Quick Answer: A structured representation of information as a network of entities (nodes) and their relationships (edges).
Knowledge Graph is a structured representation of information as a network of entities (nodes) and their relationships (edges). Knowledge graphs organize facts into subject-predicate-object triples, making it possible to traverse connections, answer complex queries, and provide structured context to AI systems.

Example

A medical knowledge graph connects diseases to symptoms, treatments, and medications. When a patient reports symptoms, the AI traverses the graph to find related conditions, check drug interactions, and suggest relevant tests, providing structured reasoning that a flat document search couldn't match.

Why It Matters

Knowledge graphs are becoming an important complement to RAG systems. They provide structured, relational context that vector search alone can't capture. Graph RAG, which combines knowledge graphs with retrieval-augmented generation, is an emerging architecture pattern.

How It Works

Knowledge graphs store information as triples: (entity, relationship, entity). For example, (Python, is_a, programming_language), (Python, created_by, Guido_van_Rossum). This structure enables powerful queries that follow chains of relationships: 'Find all programming languages created by Dutch computer scientists' can be answered by traversing the graph.

The integration of knowledge graphs with LLMs is a growing area. Graph RAG systems use knowledge graphs instead of (or alongside) vector databases for retrieval. The graph structure helps with multi-hop reasoning questions that require connecting multiple facts. For example, 'What drugs interact with medications commonly prescribed for conditions related to diabetes?' requires traversing several relationship types.

Building knowledge graphs can be done manually (expensive but accurate), automatically from text using NLP (faster but noisier), or with LLMs that extract entities and relationships from documents. Tools like Neo4j, Amazon Neptune, and open-source libraries like NetworkX provide the infrastructure. The main challenge is keeping the graph current as knowledge changes.

Common Mistakes

Common mistake: Building an overly complex graph schema before validating it serves your use case

Start with a minimal schema covering your core entities and relationships. Expand based on actual query patterns and user needs.

Common mistake: Treating knowledge graphs as a replacement for vector search

Use knowledge graphs alongside vector search, not instead of it. Graphs excel at structured relationships; vectors excel at semantic similarity.
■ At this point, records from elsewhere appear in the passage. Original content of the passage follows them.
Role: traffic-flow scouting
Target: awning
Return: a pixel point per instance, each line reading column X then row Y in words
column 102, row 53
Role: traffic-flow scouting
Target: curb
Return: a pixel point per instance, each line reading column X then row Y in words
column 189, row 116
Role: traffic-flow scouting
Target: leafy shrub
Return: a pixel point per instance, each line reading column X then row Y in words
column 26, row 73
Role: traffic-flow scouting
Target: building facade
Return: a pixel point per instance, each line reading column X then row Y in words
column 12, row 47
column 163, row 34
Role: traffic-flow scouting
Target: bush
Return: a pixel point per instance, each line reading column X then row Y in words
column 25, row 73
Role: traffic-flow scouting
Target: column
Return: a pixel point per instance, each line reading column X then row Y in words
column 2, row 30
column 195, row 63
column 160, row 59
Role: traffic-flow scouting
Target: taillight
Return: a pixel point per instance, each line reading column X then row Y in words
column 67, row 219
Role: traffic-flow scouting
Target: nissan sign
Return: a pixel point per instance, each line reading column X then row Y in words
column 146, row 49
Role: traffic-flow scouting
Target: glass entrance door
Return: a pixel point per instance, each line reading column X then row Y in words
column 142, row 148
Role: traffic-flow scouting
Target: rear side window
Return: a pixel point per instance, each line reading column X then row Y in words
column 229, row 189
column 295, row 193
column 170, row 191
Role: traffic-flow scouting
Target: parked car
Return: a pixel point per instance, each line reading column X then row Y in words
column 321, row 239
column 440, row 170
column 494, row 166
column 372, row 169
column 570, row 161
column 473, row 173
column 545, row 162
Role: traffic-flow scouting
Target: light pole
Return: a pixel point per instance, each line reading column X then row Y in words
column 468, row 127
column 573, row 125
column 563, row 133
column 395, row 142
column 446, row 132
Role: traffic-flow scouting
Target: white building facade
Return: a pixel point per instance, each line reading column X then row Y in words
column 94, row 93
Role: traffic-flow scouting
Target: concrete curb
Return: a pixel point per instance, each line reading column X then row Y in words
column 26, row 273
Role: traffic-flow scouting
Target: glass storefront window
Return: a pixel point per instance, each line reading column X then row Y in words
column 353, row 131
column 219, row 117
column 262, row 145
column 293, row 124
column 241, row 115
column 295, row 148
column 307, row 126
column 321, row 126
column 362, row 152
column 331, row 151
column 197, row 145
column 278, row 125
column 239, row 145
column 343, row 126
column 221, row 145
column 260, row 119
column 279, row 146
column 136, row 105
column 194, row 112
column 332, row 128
Common mistake: Not maintaining graph accuracy as source data changes

Build update pipelines that keep your knowledge graph in sync with source documents. Stale graphs produce incorrect answers.

Career Relevance

Knowledge graph skills are increasingly valuable as Graph RAG gains traction. Roles at the intersection of knowledge engineering and AI engineering are growing, especially in healthcare, finance, and enterprise search.